ちなみに、顔料とは水や溶媒に溶ける色素を染料といっています。

前者は洗えば落ちるのでテンポラリー(一時的)カラーというのに対し、染料はその持続性によって、セミパーマネントカラーとパーマネントカラーに分類できます。

パーマネントカラーは、ヘアダイ以外では金属性・植物性の染毛剤があります。

昔から白髪染めに利用されているいわゆる「かぶれない白髪染め」は、お茶などに含まれるタンニンなどの成分に鉄や銅の化合物を反応させて染めます。

このタイプは黒っぽい単一な色調しかないのと、パーマをかけるときにパーマ1剤が鉄分と反応して、1剤が紫色に変色しパーマがかからないという不便さがあります。

鉄分とパーマ1剤の成分が急激に反応すると、発熱して髪が焼き切れることもあります。

植物性染料としては、上記のタンニンのほか、ヘナ(ヘンナ)が有名です。

十数年前から、美容サロンではよく利用されているものですが、実は今まで、あるいは今でも、ヘナは雑貨やかつら用染毛料として販売されています。

というのは化粧品や医薬部外品として厚生労働省の認可が得られなかったからです。

なかには、ジアミン系酸化染料や粉末の酸化剤が混入されているものもあり、ヘアダイでかぶれるからヘナで染めたら余計にひどいかぶれを起こしたなどという事例もあります。

しかし、化粧品としてのヘナも最近は見られるようになり、そのようなものは全成分が表示されています。

このヘナをはじめイメージのよさから、インディゴやミツレなど植物性の染料を使用した染毛料が多く市場に出回りつつあります。

ヘアダイに比べ色のバリエーションや染着性は弱いのですが、毛髪を傷めずほんのりした染まりがかえって自然でよいという人もいます。
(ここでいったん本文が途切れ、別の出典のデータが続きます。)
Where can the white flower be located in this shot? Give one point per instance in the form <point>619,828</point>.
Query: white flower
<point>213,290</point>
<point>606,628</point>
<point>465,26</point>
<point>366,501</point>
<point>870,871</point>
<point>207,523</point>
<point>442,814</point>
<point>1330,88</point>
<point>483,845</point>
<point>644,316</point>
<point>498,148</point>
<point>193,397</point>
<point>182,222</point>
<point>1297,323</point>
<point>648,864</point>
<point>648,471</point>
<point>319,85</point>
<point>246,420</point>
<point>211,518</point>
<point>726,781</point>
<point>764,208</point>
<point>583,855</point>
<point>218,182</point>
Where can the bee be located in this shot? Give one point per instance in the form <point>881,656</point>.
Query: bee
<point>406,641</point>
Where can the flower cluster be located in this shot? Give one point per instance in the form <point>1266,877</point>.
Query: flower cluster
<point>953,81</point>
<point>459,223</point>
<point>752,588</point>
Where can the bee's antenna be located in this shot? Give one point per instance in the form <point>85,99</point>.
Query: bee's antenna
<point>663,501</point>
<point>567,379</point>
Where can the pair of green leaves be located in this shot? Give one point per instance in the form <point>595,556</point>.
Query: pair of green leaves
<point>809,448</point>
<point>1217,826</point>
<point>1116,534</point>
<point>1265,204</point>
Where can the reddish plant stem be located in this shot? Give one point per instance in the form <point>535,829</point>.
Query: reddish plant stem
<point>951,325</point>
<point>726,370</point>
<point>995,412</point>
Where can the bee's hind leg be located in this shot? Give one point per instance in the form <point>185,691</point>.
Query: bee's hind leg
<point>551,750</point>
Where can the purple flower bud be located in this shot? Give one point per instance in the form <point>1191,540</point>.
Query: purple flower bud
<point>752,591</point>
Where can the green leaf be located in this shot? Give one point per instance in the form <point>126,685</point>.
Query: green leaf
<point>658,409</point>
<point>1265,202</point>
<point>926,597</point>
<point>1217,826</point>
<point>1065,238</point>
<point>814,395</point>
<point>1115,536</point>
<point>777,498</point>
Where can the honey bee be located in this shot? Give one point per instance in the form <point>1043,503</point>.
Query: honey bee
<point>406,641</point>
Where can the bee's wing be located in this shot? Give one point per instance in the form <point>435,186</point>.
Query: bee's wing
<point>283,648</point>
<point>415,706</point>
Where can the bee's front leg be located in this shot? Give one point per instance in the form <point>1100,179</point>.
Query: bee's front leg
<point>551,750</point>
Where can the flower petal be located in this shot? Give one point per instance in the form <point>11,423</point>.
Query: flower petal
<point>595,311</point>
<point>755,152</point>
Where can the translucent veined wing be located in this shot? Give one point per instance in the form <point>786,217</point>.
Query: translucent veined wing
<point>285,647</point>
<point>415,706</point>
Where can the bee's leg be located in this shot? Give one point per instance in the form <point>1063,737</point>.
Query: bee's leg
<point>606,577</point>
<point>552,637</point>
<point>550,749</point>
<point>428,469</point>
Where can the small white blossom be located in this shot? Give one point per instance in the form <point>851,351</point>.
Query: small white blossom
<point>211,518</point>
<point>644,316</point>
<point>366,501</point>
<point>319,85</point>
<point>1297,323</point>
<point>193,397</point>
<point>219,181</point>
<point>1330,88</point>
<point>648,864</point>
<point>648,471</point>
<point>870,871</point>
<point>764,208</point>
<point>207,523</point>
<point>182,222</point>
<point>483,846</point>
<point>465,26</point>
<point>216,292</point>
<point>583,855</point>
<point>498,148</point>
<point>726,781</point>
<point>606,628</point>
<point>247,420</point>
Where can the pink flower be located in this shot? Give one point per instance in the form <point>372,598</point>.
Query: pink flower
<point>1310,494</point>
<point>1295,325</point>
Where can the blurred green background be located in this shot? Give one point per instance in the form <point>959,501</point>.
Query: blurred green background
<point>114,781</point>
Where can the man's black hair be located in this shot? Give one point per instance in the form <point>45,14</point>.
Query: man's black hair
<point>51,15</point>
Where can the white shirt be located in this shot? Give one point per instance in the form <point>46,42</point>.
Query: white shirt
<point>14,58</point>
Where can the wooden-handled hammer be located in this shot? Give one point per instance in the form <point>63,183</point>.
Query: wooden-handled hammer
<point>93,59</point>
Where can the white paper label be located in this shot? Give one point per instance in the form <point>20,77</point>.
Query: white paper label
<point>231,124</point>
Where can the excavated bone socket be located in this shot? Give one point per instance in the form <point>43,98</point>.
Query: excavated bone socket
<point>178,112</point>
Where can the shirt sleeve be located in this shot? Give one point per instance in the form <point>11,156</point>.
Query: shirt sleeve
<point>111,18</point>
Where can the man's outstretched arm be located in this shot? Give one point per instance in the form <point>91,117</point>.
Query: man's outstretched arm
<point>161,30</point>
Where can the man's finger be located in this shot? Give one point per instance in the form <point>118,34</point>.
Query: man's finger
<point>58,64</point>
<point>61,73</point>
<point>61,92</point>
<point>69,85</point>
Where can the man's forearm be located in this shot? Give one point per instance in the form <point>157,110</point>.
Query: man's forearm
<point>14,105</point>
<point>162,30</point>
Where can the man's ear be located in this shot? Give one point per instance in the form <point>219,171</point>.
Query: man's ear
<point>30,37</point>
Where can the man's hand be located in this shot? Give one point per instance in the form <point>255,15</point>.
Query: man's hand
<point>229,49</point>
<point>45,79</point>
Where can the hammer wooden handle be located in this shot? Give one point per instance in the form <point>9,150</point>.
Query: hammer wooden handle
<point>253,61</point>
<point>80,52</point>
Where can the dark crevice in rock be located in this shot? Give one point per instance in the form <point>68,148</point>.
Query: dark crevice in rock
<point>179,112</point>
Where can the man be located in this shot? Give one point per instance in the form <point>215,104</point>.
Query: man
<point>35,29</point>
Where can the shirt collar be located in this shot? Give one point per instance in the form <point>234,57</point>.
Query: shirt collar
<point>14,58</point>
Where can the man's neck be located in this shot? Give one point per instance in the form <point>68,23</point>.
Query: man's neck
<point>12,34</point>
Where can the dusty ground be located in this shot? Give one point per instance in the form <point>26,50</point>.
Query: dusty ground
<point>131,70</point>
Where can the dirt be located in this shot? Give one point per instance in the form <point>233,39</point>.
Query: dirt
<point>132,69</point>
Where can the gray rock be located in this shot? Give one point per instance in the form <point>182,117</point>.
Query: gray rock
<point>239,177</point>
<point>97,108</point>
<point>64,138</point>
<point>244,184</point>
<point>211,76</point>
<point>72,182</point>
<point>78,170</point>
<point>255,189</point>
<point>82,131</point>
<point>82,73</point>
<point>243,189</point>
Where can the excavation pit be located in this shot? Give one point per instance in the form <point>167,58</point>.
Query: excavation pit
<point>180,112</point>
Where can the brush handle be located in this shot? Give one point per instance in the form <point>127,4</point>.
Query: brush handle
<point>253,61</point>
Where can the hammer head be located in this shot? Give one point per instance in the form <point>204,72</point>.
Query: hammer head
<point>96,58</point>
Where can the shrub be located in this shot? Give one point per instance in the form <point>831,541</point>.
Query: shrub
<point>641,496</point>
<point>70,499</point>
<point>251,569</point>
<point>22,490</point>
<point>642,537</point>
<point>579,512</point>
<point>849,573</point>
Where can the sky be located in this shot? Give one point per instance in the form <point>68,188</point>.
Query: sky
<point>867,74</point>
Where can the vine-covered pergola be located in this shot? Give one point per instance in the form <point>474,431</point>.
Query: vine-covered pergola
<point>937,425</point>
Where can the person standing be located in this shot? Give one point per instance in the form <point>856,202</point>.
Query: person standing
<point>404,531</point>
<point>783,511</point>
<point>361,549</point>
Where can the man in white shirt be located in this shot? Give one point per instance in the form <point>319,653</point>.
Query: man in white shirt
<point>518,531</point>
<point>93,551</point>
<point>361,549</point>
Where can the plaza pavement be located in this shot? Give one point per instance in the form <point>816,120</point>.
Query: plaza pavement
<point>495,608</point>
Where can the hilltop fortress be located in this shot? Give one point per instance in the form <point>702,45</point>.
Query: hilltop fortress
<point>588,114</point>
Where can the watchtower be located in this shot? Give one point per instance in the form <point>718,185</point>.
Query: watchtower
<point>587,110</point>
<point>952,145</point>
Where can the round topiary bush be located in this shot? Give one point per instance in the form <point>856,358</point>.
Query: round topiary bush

また、合成染料でも酸性染料とは違うタイプで、毛髪内に浸透して染まるタイプのもの(塩基性染料や非イオン性染料)も新しいセミパーマネントカラーとして、ヘアマニキュアとは違うものが出はじめています。

これらのものは毛髪のメラニンを脱色する力はありませんが、ティント(淡く色づけする)用のアイテムとしては、ジアミンより安全性が高く、ヘアトリートメントを兼ねながらカラーリングすることができます。